When we experience Adverse Childhood Experiences (ACEs) it doesn’t just affect the way we feel, it can alter the way our body functions. Our body is wired to biologically respond to stress. That’s a good thing. It keeps us safe. 

 

But when the adversity or stress don’t go away — or when we don’t have the resources or support to process a trauma that’s happened to us — the stress response can stay active for too long, causing harm that may last a lifetime. 
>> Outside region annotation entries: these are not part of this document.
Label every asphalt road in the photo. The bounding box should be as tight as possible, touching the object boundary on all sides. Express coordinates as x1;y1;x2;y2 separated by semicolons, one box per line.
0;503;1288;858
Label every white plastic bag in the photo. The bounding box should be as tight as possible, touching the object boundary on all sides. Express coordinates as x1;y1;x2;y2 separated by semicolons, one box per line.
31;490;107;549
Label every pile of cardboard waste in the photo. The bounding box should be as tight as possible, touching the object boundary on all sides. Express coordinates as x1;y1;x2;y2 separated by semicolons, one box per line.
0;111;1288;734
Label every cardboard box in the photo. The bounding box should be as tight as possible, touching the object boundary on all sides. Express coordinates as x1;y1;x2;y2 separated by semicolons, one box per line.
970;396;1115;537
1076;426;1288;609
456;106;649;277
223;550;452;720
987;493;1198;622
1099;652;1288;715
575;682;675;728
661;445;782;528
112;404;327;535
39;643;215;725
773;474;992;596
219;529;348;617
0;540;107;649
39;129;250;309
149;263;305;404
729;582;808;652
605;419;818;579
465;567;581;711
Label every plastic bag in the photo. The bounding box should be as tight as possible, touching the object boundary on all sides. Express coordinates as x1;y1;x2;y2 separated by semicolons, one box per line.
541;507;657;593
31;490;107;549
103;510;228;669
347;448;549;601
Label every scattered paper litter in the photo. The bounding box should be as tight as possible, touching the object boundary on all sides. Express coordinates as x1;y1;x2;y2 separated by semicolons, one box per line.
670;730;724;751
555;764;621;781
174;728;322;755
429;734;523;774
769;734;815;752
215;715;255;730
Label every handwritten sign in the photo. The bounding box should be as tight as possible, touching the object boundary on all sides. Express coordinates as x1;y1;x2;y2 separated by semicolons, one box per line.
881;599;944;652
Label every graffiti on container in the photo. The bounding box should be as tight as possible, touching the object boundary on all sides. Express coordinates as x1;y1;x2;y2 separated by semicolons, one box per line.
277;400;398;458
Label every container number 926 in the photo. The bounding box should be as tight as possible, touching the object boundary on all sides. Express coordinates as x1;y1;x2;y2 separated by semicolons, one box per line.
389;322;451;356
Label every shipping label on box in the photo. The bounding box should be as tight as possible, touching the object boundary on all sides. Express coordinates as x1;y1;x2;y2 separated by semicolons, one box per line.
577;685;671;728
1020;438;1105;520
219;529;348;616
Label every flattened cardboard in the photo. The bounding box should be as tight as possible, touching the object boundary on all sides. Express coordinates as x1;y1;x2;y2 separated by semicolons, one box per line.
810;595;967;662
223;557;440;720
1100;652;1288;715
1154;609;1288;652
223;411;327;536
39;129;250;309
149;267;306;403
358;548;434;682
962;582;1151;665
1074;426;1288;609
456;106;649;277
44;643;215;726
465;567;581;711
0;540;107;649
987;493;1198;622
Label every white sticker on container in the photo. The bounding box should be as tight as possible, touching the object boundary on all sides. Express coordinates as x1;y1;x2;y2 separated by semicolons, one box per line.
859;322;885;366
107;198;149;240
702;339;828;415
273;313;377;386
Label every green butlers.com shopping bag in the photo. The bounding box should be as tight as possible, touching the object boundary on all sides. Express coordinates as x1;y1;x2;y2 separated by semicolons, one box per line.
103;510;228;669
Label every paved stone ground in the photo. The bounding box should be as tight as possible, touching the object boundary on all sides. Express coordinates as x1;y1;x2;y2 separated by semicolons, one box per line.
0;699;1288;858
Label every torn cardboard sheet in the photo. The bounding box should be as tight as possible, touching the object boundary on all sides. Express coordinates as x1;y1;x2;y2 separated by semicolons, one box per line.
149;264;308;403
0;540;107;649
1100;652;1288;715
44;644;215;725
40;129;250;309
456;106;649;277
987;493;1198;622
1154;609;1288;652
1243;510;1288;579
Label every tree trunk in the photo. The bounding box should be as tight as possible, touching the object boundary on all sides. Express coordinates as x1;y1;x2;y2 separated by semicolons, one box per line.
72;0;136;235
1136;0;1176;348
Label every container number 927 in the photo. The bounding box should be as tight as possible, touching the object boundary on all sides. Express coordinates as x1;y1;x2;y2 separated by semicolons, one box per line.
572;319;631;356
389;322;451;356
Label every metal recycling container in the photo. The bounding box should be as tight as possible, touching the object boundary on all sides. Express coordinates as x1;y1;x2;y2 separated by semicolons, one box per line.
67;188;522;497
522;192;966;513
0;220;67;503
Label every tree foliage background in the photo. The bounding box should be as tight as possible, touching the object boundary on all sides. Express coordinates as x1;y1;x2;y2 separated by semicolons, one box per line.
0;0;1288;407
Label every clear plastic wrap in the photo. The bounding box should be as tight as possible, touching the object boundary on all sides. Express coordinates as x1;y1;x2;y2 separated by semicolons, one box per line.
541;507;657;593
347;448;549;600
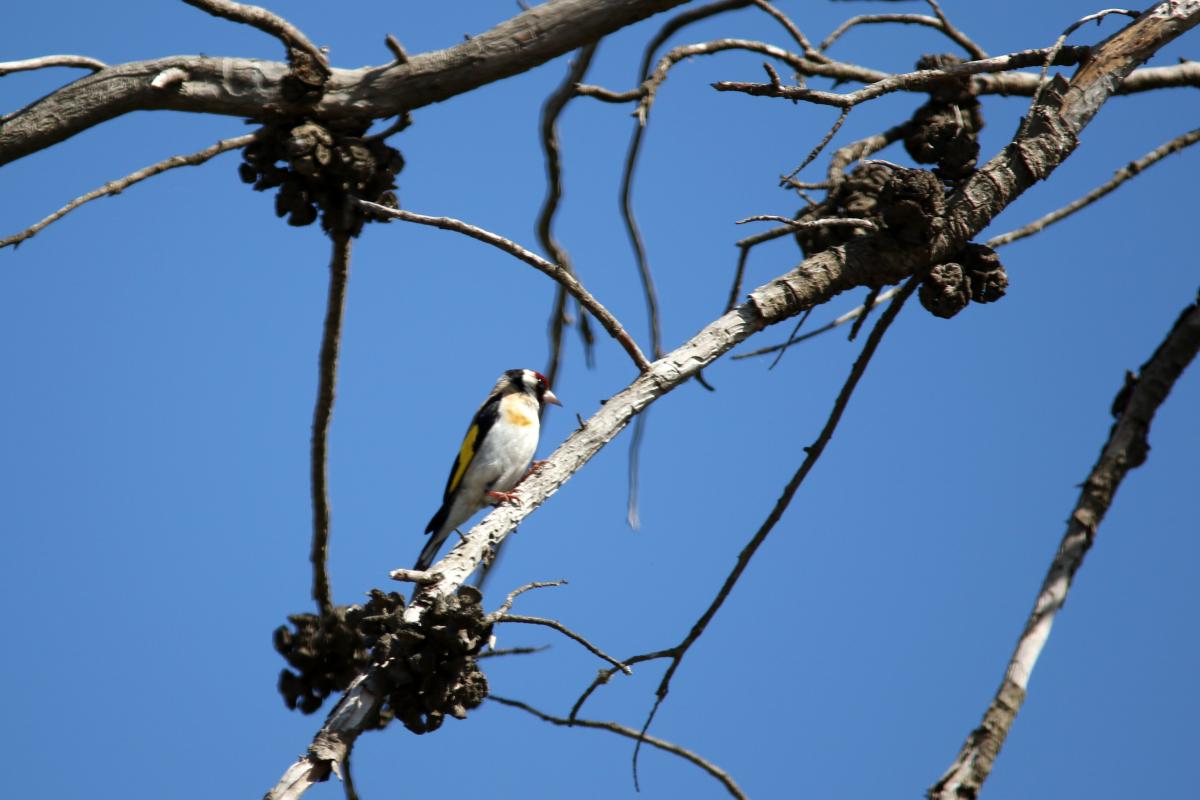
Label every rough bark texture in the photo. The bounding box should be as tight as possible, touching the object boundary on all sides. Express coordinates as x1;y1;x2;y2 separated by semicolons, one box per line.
269;6;1200;798
928;293;1200;800
0;0;686;164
When adversity or stress doesn't go away, it can cause harm that may last a lifetime

 

Here are three ways our childhood experiences can affect us as adults:

 

Brain & Body

In our first few years of life, our brains are forming trillions of neural pathways — think of it as building the circuitry of our body’s operating system. These connections tell the heart how to pump, hormones how to regulate, the mind how to think, and more. 

 

When we experience adversity as a child, particularly when it’s chronic or traumatic, we can develop a toxic stress response that can disrupt the development of our body’s systems — endocrine, immune, metabolic, cardiovascular, and more — and increase the risk of health challenges later in life. 

 

Another way ACEs and toxic stress can affect us biologically — not only during those early years, but throughout our childhood — is by trapping us in a chronic state of fight-flight-freeze. That’s our body’s natural response to danger, readying our whole being to either face the danger, run from it, or freeze.

 

If we are constantly in this state as a child, it can activate the brain’s amygdala, or limbic system (the part that’s wired to protect us from danger) and prevent development of the prefrontal cortex (the part that helps us control our emotions and employ logic and reason). 

 

(Learn more about the biology of ACEs here)

 

Epigenetics

Epigenetic tags are like an editor’s sticky notes on the pages of our DNA manual with instructions on what parts to keep and what to cut. They tell our body whether to express a particular gene or not, and to what extent.

 

Some of these genetic tags don’t change, like the color of our hair or our height. But many of them can be influenced by what happens to us throughout our lives. 

 

In fact, science is teaching us that even the experiences of our ancestors can be passed down through these epigenetic changes, like sticky notes passed from one generation to the next telling our body how to cope.

 

(Click here to learn more about epigenetics and ACEs)

 

Coping

ACEs can also shape our adult lives through the coping methods we develop to deal with the experiences we live through as children. 

 

Starting at an early age, we’re taking cues from the people and world around us in an attempt to know how to respond. When those “give and take” cues are nurturing, loving, and predictable, we are more likely to develop emotionally (and physically) in a healthy way. But when those “give and take” cues are unhealthy or unpredictable — or when we’re neglected — we figure out ways to survive. 

 

Biology plays a role here in behavior. 

 

Remember how the fight-flight-freeze response gets stuck in “on” mode when we encounter childhood adversity? That biological preparation to face danger, run from danger, or freeze serves us well when we’re facing actual danger. But when those responses become the default and danger is no longer present, our bodies can get stuck in a dysregulated, over-alert state. 

 

(Click here for a video on the two parts of our nervous system and how to balance them)

 

Healing

It’s important to realize that we’re not “broken” because of the adversity or trauma we’ve lived through. 

 

The amazing thing is, we are resilient. At any age. 

 

Science shows that it’s possible to rewire neural pathways and prompt epigenetic changes in healthy ways throughout our lives. So it’s possible not only to heal from the effects of a toxic stress response brought on by childhood adversity, but to protect our children and children’s children from them too.

 

We’ve curated a set of scientifically-backed tools for healing to help you take the first step. Click here to explore.

 

ACEs are what happened to us. And while they may have made an imprint on our lives, they don’t define who we are. It’s up to us to decide what’s in the next chapter of our story.